In the meantime stocks are sliding in Toronto as some of yesterday’s gains are surrendered. The TSE 300 has dropped 48 points at midday to 10,179. Volume is still on the low side, but it has picked up since yesterday to 77.3 million shares. Volume is about 14:9 in favour of buyers, with decliners edging advancers.
Tech stocks are suffering a little profit-taking this morning, pushing stocks down. The industrials are off about 1.25%, oil and gas service stocks and insurers are sliding, too, although most of the losses are moderate. Golds are down, as well, despite consolidation talk.

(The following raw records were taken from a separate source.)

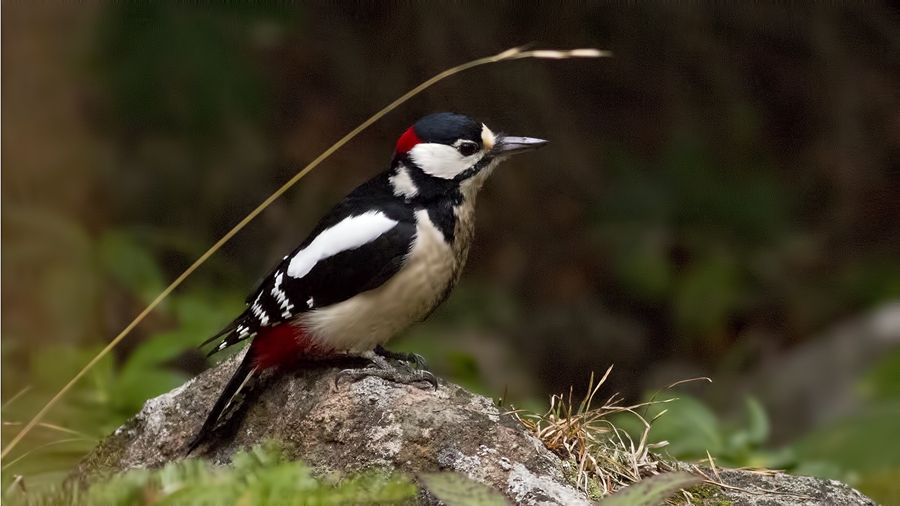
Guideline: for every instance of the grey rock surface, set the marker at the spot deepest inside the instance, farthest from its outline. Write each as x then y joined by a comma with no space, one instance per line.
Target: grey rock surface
377,423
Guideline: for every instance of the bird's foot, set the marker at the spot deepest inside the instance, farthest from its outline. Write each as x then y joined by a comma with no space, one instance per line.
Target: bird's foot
413,359
402,374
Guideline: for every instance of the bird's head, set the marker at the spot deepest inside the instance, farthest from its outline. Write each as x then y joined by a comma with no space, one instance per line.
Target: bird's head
447,151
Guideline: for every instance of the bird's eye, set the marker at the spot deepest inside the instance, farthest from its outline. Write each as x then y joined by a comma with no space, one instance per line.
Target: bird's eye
467,148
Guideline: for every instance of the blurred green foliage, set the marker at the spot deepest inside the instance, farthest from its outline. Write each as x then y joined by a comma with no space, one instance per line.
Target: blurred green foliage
696,189
862,450
111,392
258,476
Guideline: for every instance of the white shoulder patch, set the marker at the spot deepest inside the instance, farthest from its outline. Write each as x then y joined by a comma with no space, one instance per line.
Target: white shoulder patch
440,160
349,234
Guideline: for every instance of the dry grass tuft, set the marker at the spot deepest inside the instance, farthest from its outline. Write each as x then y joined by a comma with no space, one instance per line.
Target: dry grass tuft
603,457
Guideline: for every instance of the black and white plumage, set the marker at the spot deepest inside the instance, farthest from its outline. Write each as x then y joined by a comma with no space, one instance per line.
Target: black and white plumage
384,257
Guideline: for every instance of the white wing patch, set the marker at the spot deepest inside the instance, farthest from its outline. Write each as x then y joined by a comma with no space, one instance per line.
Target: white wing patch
283,302
349,234
403,184
440,160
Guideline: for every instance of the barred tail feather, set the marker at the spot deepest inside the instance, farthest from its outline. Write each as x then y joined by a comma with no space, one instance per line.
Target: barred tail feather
243,327
234,385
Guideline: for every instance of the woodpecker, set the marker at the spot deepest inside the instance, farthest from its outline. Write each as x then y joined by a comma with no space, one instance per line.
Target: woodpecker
384,257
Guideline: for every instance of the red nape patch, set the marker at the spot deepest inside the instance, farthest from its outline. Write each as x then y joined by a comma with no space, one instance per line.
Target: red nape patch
407,141
281,345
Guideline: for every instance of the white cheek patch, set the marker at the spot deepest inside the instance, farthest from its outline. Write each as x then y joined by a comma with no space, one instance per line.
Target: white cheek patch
349,234
403,184
440,160
488,139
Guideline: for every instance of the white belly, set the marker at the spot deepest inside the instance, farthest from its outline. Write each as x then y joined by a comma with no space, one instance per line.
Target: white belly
373,317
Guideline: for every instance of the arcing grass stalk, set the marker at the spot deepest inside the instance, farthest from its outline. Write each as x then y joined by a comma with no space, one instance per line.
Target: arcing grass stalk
510,54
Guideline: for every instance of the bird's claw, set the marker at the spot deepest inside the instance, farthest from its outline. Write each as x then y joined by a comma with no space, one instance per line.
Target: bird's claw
395,375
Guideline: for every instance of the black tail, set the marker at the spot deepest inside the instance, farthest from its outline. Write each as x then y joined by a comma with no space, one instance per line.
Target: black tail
231,389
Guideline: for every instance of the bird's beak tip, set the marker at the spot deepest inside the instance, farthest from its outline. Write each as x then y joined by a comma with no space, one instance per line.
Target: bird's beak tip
513,145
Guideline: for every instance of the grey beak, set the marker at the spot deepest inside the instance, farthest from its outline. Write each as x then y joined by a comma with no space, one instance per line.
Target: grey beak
513,145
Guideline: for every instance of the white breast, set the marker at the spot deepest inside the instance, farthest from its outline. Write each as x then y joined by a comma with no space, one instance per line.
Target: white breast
373,317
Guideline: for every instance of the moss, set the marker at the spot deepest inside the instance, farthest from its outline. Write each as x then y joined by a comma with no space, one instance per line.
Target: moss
105,458
570,473
705,494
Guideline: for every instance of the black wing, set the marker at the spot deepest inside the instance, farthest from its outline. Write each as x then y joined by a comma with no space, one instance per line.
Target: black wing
280,297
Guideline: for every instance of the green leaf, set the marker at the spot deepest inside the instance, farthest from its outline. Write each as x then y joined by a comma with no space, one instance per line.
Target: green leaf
651,491
455,489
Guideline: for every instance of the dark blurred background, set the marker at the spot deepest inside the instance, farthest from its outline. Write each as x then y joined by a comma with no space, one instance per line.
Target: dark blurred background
719,199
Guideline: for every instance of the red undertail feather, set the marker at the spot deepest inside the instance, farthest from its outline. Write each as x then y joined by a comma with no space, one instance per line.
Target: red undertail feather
407,141
281,345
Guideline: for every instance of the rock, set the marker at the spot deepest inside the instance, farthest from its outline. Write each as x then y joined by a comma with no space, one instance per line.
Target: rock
377,423
747,488
359,425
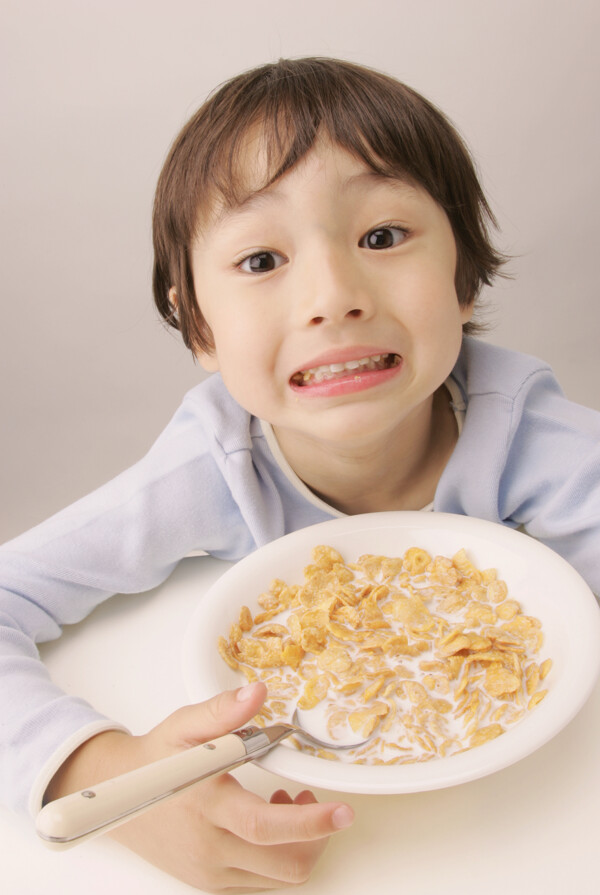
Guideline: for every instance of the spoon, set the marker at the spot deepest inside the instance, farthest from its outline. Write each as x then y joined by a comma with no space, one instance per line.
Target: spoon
83,815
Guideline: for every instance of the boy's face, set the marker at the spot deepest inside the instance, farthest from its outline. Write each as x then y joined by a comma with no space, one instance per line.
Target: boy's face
331,299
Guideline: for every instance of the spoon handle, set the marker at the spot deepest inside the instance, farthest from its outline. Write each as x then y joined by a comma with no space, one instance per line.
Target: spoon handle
75,818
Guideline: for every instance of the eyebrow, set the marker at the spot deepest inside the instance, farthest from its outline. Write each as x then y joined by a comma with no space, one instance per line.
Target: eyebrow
268,194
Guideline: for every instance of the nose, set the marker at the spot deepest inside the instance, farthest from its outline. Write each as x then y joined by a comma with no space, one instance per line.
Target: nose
333,290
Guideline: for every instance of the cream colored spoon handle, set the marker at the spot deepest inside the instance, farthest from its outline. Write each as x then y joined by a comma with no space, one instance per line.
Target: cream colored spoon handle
66,822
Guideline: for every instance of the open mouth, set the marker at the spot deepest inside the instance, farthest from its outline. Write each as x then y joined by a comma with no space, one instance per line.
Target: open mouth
369,364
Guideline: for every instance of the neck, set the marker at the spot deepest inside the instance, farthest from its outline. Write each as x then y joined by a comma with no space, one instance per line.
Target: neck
398,472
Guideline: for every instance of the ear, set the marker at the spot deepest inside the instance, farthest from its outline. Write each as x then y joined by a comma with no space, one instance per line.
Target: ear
207,360
466,312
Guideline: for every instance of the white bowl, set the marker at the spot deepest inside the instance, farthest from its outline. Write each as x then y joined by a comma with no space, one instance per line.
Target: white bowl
545,585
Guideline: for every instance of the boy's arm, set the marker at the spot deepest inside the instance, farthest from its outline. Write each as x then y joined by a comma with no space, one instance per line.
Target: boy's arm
215,835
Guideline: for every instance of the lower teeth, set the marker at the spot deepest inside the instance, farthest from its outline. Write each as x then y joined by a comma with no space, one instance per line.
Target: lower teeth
387,362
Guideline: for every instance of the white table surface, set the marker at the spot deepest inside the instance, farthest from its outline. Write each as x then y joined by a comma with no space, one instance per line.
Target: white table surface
531,828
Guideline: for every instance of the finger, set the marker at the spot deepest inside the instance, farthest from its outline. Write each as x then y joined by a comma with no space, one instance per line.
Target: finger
252,819
281,864
305,798
225,712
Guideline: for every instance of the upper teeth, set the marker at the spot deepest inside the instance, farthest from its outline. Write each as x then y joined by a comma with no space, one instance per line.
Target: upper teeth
325,370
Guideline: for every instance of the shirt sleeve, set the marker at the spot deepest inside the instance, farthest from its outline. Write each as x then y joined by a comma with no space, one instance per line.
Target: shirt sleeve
527,456
126,537
551,480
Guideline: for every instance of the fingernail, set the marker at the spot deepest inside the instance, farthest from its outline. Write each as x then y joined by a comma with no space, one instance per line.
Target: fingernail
342,817
245,693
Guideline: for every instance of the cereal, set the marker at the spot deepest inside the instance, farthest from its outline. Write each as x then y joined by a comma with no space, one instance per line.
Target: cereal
425,655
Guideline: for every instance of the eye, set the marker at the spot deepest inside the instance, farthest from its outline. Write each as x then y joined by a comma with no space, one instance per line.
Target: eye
261,262
383,238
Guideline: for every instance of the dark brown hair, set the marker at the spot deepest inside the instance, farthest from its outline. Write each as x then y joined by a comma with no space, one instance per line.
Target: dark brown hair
393,129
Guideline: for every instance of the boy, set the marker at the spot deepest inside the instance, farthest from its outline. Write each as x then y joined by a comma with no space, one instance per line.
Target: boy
320,242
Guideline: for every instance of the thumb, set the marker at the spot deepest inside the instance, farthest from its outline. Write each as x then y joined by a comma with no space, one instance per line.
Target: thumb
223,713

Most other groups are up, although the gains are generally small. Only mines are showing any credible strength, up 2%. The sin stocks, brewers and tobacco are up notably. Brewers are gaining on the news that Molson will sell the Montreal Canadiens.
Fund companies are up, too.
Corel is one of the big gainers on the day, up 28% in huge trading on news of an alliance with Hewlett-Packard. Skeptical analyts have been downplaying the news, but eager retail traders seem to love it.
Weakness in Nortel Networks is naturally slugging tech stocks, it is off 2%. Slides in JDS Uniphase, Certicom, and Angiotech seem to be little more than sympathetic. Research in Motion is off 13% with some analysts lowering their growth estimates for the firm.
In other news, high profile president Rick Segal is bailing out on floundering Chapters Online, he has quit to pursue a new “opportunity”. The stock is down 35¢ to $4.15 on the news.
In New York the action is mixed, with technology down and old economy stocks posting some gains, although Fed watching has replaced trading for many players. The Dow Jones industrial average is up 37 points to 10,580. The NASDAQ composite has dropped 13 points to 3,899. The S&P 500 is up two points to 1,457.
The big news in the U.S., apart from the Fed fetish, is that the U.S. Justice Department has filed suit to stop the US$147 billion merger of WorldCom Inc. and Sprint Corp., as expected. The deal will likely sink as a result.
In other merger news, another Internet deal today sees Media Metrix Inc. buying research rival Jupiter Communications Inc. for about US$413 million in stock.
The small caps continue to slide today. The CDNX is down seven points to 3,451 on average volume of 20.3 million shares. Mines and techs are both weak, while oil plays are flat to positive. Conac Software Corp. is a leading trader, up 11% to 58¢ on volume of 1.2 million shares.